2). Допустил ли т. Б[илль]-Белоцерковский ошибку в своем заявлении о Мейерхольде и Чехове? Да, допустил некоторую ошибку. Насчет Мейерхольда он более или менее не прав, – не потому, что Мейерхольд коммунист (мало ли среди коммунистов людей «непутевых»), а потому, что он, т. е. Мейерхольд, как деятель театра, несмотря на некоторые отрицательные черты (кривляние, выверты, неожиданные и вредные скачки от живой жизни в сторону «классического» прошлого), несомненно связан с нашей советской общественностью и, конечно, не может быть причислен к разряду «чужих». Впрочем, как видно из материалов, приложенных к вашему письму, т. Б[илль]-Белоцерковский сам, оказывается, признал свою ошибку насчет Мейерхольда еще за два месяца до появления критики «На Лит-посту»… Что касается Чехова, то надо признать, что т. Б[илль]-Белоцерковский в основном все же прав, несмотря на то, что он чуточку перебарщивает. Не может быть сомнения, что Чехов ушел за границу не из любви к советской общественности и вообще поступил по-свински, из чего, однако, не следует, конечно, что мы должны всех Чеховых гнать в шею.

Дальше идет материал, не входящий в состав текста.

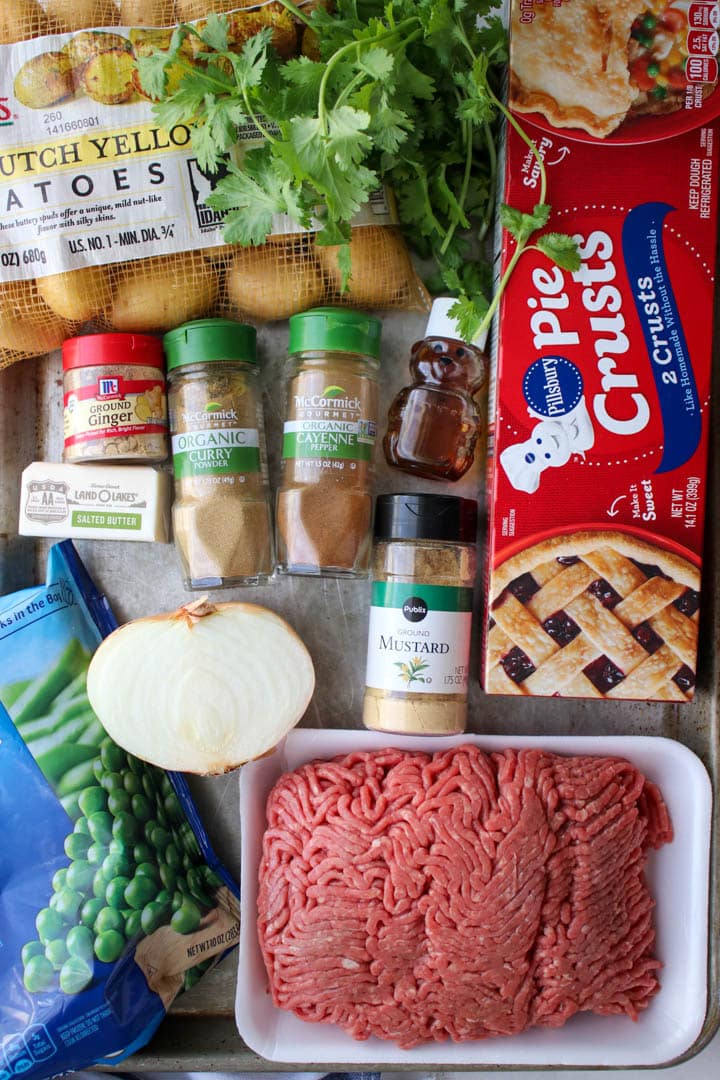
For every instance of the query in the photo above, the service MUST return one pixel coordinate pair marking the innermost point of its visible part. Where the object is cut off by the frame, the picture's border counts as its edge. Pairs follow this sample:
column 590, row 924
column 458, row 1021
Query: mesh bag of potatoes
column 158, row 292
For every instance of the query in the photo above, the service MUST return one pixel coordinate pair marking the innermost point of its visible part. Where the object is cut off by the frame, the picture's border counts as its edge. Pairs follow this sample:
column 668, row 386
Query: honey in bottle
column 433, row 424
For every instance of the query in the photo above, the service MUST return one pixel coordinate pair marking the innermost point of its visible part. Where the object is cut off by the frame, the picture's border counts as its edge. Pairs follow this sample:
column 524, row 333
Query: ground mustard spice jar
column 113, row 399
column 424, row 562
column 324, row 511
column 221, row 509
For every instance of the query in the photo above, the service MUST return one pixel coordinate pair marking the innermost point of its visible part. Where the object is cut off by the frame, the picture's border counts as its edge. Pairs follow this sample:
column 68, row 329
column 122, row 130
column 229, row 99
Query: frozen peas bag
column 111, row 899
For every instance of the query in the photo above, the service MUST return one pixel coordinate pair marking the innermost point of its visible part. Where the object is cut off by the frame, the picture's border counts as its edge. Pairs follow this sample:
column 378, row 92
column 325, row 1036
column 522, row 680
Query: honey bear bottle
column 433, row 424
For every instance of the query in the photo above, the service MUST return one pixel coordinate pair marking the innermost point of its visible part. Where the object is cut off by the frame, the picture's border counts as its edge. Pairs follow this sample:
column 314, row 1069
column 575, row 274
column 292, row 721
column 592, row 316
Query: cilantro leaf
column 560, row 248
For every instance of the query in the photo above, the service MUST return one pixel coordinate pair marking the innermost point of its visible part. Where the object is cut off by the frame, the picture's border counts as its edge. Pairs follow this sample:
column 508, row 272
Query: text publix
column 621, row 407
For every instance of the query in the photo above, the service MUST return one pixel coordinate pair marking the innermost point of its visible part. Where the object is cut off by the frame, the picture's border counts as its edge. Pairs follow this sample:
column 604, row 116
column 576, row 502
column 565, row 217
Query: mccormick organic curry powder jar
column 221, row 509
column 324, row 510
column 423, row 571
column 113, row 399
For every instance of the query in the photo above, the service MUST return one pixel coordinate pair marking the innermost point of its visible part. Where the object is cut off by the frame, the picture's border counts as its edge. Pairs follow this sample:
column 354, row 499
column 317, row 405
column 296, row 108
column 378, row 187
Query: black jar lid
column 419, row 516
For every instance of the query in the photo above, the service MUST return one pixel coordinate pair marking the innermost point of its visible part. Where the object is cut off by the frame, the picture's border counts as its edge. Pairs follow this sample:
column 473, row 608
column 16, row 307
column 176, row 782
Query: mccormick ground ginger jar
column 221, row 509
column 324, row 510
column 424, row 561
column 113, row 399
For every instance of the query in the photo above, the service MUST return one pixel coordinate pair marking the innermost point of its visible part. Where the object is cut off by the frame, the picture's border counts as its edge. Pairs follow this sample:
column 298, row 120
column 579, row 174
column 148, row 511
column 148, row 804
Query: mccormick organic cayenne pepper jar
column 113, row 399
column 325, row 502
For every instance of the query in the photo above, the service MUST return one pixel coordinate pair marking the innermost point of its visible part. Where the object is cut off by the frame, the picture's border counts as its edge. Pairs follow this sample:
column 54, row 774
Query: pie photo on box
column 594, row 615
column 595, row 64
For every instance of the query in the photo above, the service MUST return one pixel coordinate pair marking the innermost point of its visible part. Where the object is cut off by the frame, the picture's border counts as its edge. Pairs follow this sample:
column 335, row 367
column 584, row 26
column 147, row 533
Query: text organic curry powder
column 221, row 510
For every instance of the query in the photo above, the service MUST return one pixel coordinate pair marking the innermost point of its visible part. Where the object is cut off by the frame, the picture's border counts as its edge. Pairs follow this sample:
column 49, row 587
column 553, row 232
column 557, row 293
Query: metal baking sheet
column 200, row 1031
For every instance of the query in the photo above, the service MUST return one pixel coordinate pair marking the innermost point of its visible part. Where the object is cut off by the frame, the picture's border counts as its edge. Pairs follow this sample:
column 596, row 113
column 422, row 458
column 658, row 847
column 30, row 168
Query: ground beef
column 459, row 895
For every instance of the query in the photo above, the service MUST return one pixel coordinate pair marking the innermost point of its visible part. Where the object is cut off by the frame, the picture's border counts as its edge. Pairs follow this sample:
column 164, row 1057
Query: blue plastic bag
column 111, row 899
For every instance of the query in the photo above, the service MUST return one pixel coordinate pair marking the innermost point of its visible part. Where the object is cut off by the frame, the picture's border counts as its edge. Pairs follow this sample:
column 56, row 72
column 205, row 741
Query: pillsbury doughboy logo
column 553, row 389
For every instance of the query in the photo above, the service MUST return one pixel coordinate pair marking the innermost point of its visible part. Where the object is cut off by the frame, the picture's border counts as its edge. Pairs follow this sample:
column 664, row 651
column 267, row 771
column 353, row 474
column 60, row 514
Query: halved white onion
column 202, row 689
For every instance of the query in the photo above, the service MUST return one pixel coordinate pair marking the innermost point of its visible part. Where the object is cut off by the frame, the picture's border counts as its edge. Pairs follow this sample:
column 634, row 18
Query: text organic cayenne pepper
column 325, row 502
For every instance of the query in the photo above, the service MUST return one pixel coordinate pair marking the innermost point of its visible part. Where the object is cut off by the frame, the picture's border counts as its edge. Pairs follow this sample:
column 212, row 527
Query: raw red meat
column 459, row 895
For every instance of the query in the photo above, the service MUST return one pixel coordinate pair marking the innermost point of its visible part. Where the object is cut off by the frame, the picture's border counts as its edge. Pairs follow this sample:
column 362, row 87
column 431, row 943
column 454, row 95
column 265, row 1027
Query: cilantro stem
column 355, row 46
column 295, row 11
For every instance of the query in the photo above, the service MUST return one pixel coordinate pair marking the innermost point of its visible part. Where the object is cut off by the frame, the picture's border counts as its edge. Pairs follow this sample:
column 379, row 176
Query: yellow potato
column 69, row 15
column 147, row 12
column 267, row 284
column 89, row 43
column 27, row 325
column 78, row 295
column 380, row 266
column 21, row 19
column 44, row 80
column 108, row 77
column 159, row 294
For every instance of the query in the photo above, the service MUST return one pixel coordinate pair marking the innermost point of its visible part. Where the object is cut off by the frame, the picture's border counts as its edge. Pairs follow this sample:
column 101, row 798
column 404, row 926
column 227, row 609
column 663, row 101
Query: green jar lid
column 209, row 339
column 336, row 329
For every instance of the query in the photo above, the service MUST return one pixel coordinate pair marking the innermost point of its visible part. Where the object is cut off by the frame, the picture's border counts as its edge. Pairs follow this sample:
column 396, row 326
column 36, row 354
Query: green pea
column 108, row 919
column 111, row 782
column 77, row 845
column 91, row 909
column 173, row 856
column 125, row 827
column 79, row 942
column 153, row 915
column 96, row 853
column 92, row 799
column 100, row 826
column 160, row 838
column 58, row 878
column 112, row 757
column 39, row 974
column 119, row 801
column 141, row 808
column 114, row 894
column 187, row 918
column 133, row 923
column 148, row 869
column 56, row 953
column 99, row 883
column 80, row 876
column 117, row 866
column 50, row 925
column 30, row 949
column 109, row 946
column 69, row 902
column 139, row 892
column 76, row 975
column 167, row 876
column 132, row 783
column 143, row 853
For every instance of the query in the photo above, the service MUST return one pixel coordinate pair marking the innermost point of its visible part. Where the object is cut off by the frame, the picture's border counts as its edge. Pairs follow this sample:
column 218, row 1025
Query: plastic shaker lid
column 417, row 516
column 336, row 329
column 102, row 350
column 440, row 323
column 206, row 340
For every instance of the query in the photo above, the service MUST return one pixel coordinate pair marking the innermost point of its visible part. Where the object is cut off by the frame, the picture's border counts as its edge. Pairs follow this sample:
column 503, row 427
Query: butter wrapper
column 94, row 502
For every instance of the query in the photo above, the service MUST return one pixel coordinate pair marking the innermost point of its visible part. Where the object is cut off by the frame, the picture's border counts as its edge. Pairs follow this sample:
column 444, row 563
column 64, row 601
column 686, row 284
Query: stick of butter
column 94, row 502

Но можно ли на основании этих перегибов, допущенных т. Б[иллем]-Белоцерковским и в основном уже исправленных им, квалифицировать Б[илля]-Белоцерковского как «классового врага»? Ясно, что нельзя. Более того: квалифицировать так Б[илля]-Белоцерковского – значит допустить худший перегиб из всех худших перегибов. Так людей советского лагеря не собирают. Так можно их лишь разбросать и запутать в угоду «классовому врагу».

3). «Но, может быть, Вы (т. е. я) против резкости тона?» – спрашиваете вы. Нет, дело тут не в резкости тона, хотя тон тоже имеет немалое значение. Дело в том, во-первых, что критика «На Литпосту» в отношении Б[илля]-Белоцерковского неправдива и неправильна в основном (она правильна лишь в частностях). Дело в том, во-вторых, что РАПП, видимо, не умеет правильно построить литературный фронт и расположить силы на этом фронте таким образом, чтобы естественно получился выигрыш сражения, а значит, и выигрыш войны с «классовым врагом». Плох тот военачальник, который не умеет найти подобающее место на своем фронте и для ударных и для слабых дивизий, и для кавалерии и для артиллерии, и для регулярных частей, и для партизанских отрядов. Военачальник, не умеющий учитывать особенности всех этих разнообразных частей и использовать их по-разному в интересах единого и нераздельного фронта, – какой же это, прости господи, военачальник? Боюсь, что РАПП иногда смахивает на такого именно военачальника.

7

Так (здесь и далее) в тексте. Правильно – Панферова.